Vikash Pradhan, the owner of Revolver, is a man of not many words, but a man with music in his heart and love for Darjeeling ringing in his soul. Thank you, Vikas, for nurturing this beautiful place and giving travellers like us a chance at finding the spirit of home in a foreign land.
How To Reach Revolver: From the Mall (around 850 metres away), take the road that keeps Glenary’s on the right. Walk straight past Keventers, then Kunga via Gandhi Road. The easy to miss alleyway is wedged between an educational institute and Union Chapel and is a little difficult to spot. But keep your faith upon Google Maps, it does a nifty job. Or, if prefer being lost, it is worth roaming the alleys and eating momos in your search for Revolver.

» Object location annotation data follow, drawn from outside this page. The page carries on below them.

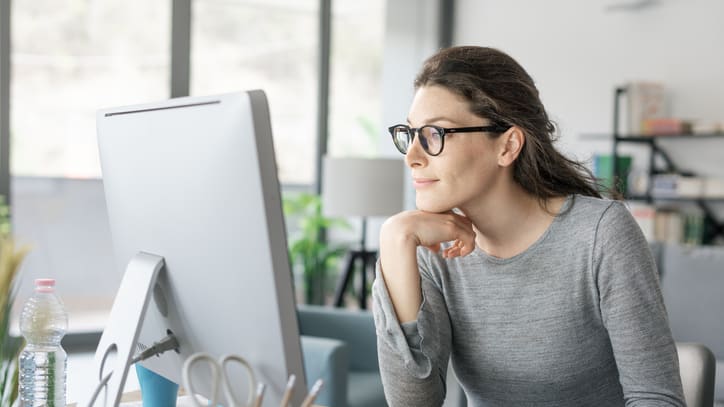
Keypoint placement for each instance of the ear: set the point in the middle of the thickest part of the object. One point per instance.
(511, 144)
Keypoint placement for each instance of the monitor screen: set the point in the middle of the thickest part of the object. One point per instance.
(194, 180)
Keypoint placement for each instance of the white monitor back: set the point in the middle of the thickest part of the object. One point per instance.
(195, 180)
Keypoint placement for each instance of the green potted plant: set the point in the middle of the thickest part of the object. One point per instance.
(307, 249)
(10, 258)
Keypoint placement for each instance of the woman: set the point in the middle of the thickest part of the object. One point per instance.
(540, 291)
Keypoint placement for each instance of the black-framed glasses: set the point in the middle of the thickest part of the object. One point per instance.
(432, 138)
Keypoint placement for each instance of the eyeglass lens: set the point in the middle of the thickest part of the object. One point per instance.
(430, 138)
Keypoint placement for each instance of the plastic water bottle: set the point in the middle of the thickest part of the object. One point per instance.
(43, 323)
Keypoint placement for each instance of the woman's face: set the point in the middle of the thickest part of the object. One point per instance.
(466, 169)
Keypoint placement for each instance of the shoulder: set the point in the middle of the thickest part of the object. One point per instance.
(599, 211)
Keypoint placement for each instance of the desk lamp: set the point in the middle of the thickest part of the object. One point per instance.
(361, 187)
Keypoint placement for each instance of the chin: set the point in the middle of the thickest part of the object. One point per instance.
(433, 205)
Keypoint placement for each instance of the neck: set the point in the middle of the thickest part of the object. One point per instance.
(510, 220)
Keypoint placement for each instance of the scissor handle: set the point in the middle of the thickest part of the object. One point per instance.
(228, 388)
(216, 371)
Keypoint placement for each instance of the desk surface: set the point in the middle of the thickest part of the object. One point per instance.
(134, 396)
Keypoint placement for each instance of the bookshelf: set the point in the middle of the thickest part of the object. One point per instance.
(712, 226)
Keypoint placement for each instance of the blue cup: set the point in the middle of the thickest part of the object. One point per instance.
(156, 390)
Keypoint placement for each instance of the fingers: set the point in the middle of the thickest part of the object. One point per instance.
(459, 249)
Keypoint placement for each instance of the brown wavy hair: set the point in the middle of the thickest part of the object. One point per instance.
(499, 89)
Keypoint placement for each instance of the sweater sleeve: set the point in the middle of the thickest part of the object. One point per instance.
(633, 312)
(413, 356)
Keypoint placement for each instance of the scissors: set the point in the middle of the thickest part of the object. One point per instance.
(218, 374)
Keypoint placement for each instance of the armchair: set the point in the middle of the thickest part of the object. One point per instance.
(349, 368)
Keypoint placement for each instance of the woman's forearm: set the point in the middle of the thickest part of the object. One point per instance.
(398, 258)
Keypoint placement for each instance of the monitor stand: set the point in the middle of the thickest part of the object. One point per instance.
(120, 335)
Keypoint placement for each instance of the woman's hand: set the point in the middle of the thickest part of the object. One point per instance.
(430, 230)
(400, 236)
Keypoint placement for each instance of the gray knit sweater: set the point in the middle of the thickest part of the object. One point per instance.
(575, 320)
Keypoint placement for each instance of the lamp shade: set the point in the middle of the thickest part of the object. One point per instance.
(362, 186)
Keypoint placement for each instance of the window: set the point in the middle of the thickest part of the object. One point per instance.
(70, 58)
(355, 107)
(269, 45)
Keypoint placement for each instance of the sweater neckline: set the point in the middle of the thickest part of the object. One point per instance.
(532, 248)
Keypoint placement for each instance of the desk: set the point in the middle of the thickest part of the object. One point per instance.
(135, 396)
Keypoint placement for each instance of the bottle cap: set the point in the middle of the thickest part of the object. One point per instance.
(44, 285)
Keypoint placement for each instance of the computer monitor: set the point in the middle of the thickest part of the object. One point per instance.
(194, 180)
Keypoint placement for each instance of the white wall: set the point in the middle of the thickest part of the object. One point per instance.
(578, 52)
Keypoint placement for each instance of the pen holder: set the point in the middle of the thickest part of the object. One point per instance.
(156, 390)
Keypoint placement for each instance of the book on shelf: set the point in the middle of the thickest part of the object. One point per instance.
(669, 225)
(646, 101)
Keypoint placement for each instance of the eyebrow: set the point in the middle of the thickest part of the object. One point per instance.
(435, 119)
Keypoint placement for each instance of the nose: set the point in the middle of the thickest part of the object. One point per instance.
(416, 155)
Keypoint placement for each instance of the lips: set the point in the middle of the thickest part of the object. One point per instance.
(422, 182)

What to do in Revolver: Besides sleeping, eating, enjoying and finding utmost peace, you can also partake in momo making sessions here. You can also talk to the people in-charge for arranging sightseeing services or if you need to book a car. They also offer an offbeat camping experience in the Takdah Tea Estate, 50 min from Darjeeling.
What to Buy in Revolver: Locally sourced tea and coffee is available at Revolver and buying from here will contribute to locals, a welcome effort towards sustainable tourism. They also sell Beatles-themed souvenirs. Their library also has a few books for sale which celebrate the culture, history, people, and stories from Darjeeling and the North East. Must reads, if you are a bookworm in search of finding out more about these pristine places. Hit me up for a list!